Patricia Andrade (recipient of three LASmoons)
Earth Sciences Division
CICESE, MEXICO
Background:
The relief in the northwest coast of Baja California is subject to different processes. One process that has a major impact are landslides. The near-shore landslides have been a significant problem because this area coincides with the location of the Tijuana-Ensenada Scenic highway which is one of the main routes between Tijuana and Ensenada. On 28 December 2013 a rotational slip in the stretch of 93 km caused the closure of the Tijuana-Ensenada highway. Several measurements with emerging techniques such as photogrammetry by drones and terrestrial and airborne LiDAR surveys were taken since the landslide. From airborne LiDAR point clouds of different dates DTM are created and used to estimate differences (James, 2012). From terrestrial LiDAR point clouds the characteristics of planes and lines (i.e. striations) on the footwall are determined. An analysis of such geomorphological processes can facilitate a rapid response and help to reopen the highways faster.
Goal:
The main goal of this project is to estimate the volume change on the landslide’s day and later years from digital terrain models (DTMs) of pre-event data (2006) and post-event (2013, 2014 and 2016). A second goal is to create a model of surface strain from TLS data and a point cloud (2013).
Data:
+ DTM of 2006 (pre-event) from the National Institute of Statistics and Geography (INEGI).

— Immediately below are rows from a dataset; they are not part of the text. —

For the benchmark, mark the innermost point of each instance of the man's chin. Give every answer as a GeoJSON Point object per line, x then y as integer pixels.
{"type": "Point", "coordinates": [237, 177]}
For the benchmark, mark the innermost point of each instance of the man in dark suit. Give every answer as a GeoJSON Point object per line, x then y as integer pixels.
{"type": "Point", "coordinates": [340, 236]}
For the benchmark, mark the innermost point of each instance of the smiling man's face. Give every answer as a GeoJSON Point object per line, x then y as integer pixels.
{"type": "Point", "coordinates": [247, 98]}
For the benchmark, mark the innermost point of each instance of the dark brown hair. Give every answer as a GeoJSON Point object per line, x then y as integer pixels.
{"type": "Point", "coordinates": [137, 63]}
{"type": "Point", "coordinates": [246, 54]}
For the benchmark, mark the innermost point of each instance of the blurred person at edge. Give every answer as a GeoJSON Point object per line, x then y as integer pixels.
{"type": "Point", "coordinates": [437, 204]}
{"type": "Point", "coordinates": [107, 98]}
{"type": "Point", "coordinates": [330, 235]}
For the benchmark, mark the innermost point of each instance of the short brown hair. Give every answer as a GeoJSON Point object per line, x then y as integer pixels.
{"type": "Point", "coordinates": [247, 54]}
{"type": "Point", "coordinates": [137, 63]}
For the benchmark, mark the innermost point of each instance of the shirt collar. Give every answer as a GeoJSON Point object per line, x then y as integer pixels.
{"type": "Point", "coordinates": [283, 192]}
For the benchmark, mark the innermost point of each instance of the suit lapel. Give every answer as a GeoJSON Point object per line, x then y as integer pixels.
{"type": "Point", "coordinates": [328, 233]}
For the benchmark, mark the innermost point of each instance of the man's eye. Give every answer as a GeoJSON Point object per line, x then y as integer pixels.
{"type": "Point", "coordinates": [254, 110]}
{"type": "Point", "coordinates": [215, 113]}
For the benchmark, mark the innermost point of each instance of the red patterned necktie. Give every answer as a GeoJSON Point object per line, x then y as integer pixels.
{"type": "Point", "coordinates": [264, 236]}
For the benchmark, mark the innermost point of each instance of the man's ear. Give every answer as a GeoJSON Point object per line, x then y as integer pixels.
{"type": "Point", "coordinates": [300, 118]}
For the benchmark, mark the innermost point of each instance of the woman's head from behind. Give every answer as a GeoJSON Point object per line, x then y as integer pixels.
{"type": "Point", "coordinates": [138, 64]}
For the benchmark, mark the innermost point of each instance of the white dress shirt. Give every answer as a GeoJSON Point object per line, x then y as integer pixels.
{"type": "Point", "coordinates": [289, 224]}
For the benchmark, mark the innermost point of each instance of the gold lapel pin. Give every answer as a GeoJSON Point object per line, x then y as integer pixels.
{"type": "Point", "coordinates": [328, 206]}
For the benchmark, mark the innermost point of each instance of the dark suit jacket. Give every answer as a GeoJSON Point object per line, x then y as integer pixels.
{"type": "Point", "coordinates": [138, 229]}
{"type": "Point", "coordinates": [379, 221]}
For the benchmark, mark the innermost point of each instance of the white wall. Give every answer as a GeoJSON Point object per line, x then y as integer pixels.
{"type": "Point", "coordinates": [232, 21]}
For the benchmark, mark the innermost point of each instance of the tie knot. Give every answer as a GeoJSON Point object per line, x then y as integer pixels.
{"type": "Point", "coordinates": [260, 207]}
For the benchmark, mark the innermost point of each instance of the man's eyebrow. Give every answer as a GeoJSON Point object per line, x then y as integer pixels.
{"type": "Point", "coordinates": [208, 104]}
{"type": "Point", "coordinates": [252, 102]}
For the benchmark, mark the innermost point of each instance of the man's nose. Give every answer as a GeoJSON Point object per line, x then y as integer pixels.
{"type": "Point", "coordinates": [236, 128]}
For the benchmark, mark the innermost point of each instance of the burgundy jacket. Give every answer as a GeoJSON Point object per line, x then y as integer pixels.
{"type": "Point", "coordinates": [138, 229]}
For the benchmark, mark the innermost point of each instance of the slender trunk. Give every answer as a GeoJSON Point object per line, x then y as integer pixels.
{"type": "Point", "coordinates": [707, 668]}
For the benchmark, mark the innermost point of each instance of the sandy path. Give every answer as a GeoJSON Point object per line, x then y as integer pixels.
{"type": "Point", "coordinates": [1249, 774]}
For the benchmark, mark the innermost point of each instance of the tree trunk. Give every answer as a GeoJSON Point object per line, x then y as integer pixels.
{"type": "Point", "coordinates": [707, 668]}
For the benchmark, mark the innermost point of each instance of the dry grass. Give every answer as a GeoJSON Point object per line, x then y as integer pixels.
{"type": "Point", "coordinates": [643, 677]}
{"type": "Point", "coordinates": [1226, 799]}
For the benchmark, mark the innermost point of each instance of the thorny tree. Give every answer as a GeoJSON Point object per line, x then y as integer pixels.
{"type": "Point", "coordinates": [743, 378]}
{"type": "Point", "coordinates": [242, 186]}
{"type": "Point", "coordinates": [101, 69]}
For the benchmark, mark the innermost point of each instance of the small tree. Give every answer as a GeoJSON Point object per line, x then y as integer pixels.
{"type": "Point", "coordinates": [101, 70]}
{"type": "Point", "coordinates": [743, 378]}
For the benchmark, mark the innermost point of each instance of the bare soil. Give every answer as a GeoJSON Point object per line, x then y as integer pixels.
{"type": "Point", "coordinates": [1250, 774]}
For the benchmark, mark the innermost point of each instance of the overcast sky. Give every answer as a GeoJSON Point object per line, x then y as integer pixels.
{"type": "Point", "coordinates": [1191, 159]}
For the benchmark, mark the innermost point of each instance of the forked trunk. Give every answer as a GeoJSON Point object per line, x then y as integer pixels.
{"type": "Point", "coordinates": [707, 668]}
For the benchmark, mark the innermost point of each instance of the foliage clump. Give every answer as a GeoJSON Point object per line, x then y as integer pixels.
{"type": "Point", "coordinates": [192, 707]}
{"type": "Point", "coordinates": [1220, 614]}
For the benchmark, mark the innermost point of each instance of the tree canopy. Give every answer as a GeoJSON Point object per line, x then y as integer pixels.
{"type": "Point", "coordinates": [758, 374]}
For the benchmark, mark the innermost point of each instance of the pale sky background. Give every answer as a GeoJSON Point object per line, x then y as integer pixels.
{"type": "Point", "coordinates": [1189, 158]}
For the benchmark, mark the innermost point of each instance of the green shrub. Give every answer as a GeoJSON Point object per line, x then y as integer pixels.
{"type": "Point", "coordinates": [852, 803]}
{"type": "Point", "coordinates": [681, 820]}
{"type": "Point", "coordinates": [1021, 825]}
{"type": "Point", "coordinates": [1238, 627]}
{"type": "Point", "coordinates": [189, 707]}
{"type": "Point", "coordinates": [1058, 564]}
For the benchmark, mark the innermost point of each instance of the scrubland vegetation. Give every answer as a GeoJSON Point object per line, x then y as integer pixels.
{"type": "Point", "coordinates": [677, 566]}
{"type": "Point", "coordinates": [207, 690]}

+ relief data of the day of landslide (2013) obtained by photogrammetry from 144 photos taken with a DJi S800 drone.
+ DTM from January 2014 aquired by satellite photogrammetry of images from GeoEye 1.
+ 11 TLS point clouds scanned and co-registered in February 2014 with a Faro Focus 3D x330.
+ NCALM aerial LiDAR captured In July 2014 of th landslide zone.
+ highway rehabilitation data taken in March 2016 from RGB / NIR photos of eBee drone flights.
LAStools processing:
1) create square tiles with buffers [lastile]
2) classify isolated points as noise [lasnoise]
3) classify points clouds into ground and non-ground [lasground]
4).generate DTMs from ground-classified points [las2dem]
5) change the resolution of DEMs [lasgrid]
6) create hillshades of the DTMs [blast2dem]
References:
James, L. A., Hodgson, M. E., Ghoshal, S., Latiolais, M. M., 2012. Geomorphic change detection using historic maps and DEM differencing: The temporal dimension of geospatial analysis. Geomorphology 137, 181-198.